Russie-Etats-Unis : grandes manoeuvres en vue

Le président russe Dmitri Medvedev a laissé entrevoir, le 17 mars à Moscou, un « réarmement sur une vaste échelle » de la Russie, pour 2011, en réponse aux « nouvelles menaces » pesant sur le pays. Venant quelques semaines avant sa première rencontre avec Barack Obama, cette déclaration peut surprendre. En fait, le principal objectif de Moscou n’est pas tant de renforcer son armée que d’avoir son mot à dire sur toutes les questions de sécurité en Europe.

Les grandes manœuvres ont-elles commencé entre Washington et Moscou ? C’est la question qui s’impose après les annonces contradictoires de ces derniers jours. En effet, la nouvelle administration américaine veut, selon son expression, « remettre les compteurs à zéro » (reset) dans ses relations avec la Russie, après les frictions qui ont marqué les dernières années de la présidence Bush. Dans le vaste réexamen de la politique étrangère entrepris par le nouveau président, la Russie a une place de choix. Barack Obama a récemment écrit à son collègue russe pour lui proposer une coopération dans l’affaire du nucléaire iranien, en contrepartie de quoi les Etats-Unis pourraient revoir leur programme d’implantation d’un système de défense antimissiles en Pologne et en République tchèque.

Ce programme, comme les projets d’extension de l’OTAN vers l’Ukraine et la Géorgie, a contribué à détériorer les relations américano-russes. Dmitri Medvedev avait choisi le lendemain de l’élection de Barack Obama (le 5 novembre) pour annoncer des mesures de représailles : l’installation à Kaliningrad de fusées à courte portée capables d’atteindre la Pologne et les pays baltes. Plus tard, un officiel russe avait précisé que cette menace ne serait mise à exécution que si les Etats-Unis allaient de l’avant avec le système antimissiles.

L’administration Obama parait convaincue que nombre de problèmes ou conflits internationaux ne peuvent être résolus qu’avec la coopération de la Russie, que ce soit la guerre en Afghanistan (les Occidentaux ont besoin d’avoir l’accord des Russes pour faire transiter les équipements), la lutte contre la prolifération des armes de destruction massive, la réduction des arsenaux nucléaires stratégiques, le contrôle des armements classiques en Europe, etc.

Face à ces offres de coopération, il est de bonne tactique que Moscou fasse monter les enchères. C’est sans doute le sens des déclarations du président Medvedev. Car le gouvernement russe se trouve dans une situation contradictoire. D’un côté, il doit réformer une armée dont les modes de fonctionnement sont hérités de l’époque soviétique, dont les équipements sont souvent obsolètes et qui est trop nombreuse. Pour cela, elle a besoin d’argent et il n’est pas surprenant que les autorités veuillent augmenter le budget militaire. D’un autre côté, les ressources nécessaires se font plus rares avec la baisse des prix du pétrole et du gaz, et la crise économique mondiale qui frappe aussi le pays. S’il est difficile de connaître avec exactitude le montant des dépenses militaires russes, étant donné l’habitude de secret qui continue de régner, les experts l’estiment à un peu plus de 1300 milliards de roubles – 38 milliards d’euros.
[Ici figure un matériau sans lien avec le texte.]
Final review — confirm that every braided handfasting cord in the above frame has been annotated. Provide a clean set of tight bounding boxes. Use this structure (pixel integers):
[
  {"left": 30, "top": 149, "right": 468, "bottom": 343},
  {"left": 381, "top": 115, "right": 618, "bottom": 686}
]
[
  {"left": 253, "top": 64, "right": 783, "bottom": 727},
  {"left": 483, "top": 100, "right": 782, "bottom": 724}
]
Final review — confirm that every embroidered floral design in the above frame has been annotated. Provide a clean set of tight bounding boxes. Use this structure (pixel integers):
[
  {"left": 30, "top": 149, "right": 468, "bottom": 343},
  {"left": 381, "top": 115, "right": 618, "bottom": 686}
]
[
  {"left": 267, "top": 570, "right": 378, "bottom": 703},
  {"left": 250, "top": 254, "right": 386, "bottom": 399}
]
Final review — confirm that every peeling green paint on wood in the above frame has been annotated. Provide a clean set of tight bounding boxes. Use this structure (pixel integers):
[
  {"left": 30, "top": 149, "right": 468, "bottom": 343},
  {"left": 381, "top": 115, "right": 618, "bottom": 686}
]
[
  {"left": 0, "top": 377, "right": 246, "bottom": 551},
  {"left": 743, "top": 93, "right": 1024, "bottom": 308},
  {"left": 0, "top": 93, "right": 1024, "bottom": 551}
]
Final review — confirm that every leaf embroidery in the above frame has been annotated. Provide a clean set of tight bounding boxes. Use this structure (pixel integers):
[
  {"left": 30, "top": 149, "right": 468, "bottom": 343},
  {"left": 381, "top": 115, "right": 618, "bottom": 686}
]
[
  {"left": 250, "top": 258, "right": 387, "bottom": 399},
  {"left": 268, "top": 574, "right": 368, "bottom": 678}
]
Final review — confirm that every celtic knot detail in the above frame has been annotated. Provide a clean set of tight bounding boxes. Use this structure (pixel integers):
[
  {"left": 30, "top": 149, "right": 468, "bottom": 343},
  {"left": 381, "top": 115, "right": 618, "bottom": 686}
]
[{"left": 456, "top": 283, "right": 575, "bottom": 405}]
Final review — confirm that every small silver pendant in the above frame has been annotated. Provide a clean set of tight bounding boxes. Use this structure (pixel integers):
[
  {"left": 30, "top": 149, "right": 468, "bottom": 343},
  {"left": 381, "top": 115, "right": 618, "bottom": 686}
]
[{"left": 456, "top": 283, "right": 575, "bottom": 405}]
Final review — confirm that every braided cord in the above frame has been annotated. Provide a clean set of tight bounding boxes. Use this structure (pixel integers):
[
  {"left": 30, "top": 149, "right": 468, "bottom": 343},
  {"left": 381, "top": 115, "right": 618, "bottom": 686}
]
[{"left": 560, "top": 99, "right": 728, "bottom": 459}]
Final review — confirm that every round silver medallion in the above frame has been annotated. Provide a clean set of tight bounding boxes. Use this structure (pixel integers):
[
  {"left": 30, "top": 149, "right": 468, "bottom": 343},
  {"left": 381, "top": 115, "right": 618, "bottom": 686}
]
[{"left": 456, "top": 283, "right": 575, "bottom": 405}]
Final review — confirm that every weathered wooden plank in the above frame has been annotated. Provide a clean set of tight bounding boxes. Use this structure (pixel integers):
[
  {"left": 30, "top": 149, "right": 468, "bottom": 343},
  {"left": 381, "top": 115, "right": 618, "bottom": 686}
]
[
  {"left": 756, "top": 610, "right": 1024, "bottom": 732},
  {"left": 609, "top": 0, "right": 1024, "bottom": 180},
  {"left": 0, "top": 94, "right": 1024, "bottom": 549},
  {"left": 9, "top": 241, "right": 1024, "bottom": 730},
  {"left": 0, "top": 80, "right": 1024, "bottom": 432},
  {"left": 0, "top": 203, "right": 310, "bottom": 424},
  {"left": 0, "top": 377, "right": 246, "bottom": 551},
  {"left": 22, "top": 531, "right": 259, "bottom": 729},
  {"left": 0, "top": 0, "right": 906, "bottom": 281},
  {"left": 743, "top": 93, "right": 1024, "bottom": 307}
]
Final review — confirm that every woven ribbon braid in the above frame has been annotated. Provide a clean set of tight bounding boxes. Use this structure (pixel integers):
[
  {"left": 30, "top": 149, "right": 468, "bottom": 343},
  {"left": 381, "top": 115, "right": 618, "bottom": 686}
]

Le ministre russe des affaires étrangères, Sergueï Lavrov, a répété au Forum de Bruxelles organisé par le German Marshall Fund (du 20 au 22 mars 2009), que la Russie était prête à discuter d’une nouvelle architecture de sécurité en Europe, tout en accusant l’OTAN de menacer la Russie en s’approchant de ses frontières. La proposition n’est pas nouvelle. Elle a été faite par le président Medvedev au printemps de l’année dernière lors de son voyage à Berlin. C’est une vieille idée de la diplomatie soviéto-russe. Le principal objectif de Moscou est d’avoir son mot à dire, voire un droit de veto, sur toutes les questions de sécurité en Europe. En annonçant un vaste programme de réarmement, le Kremlin signifie qu’il n’entend pas négocier en position de faiblesse, même si ce programme n’est jamais mené à bien.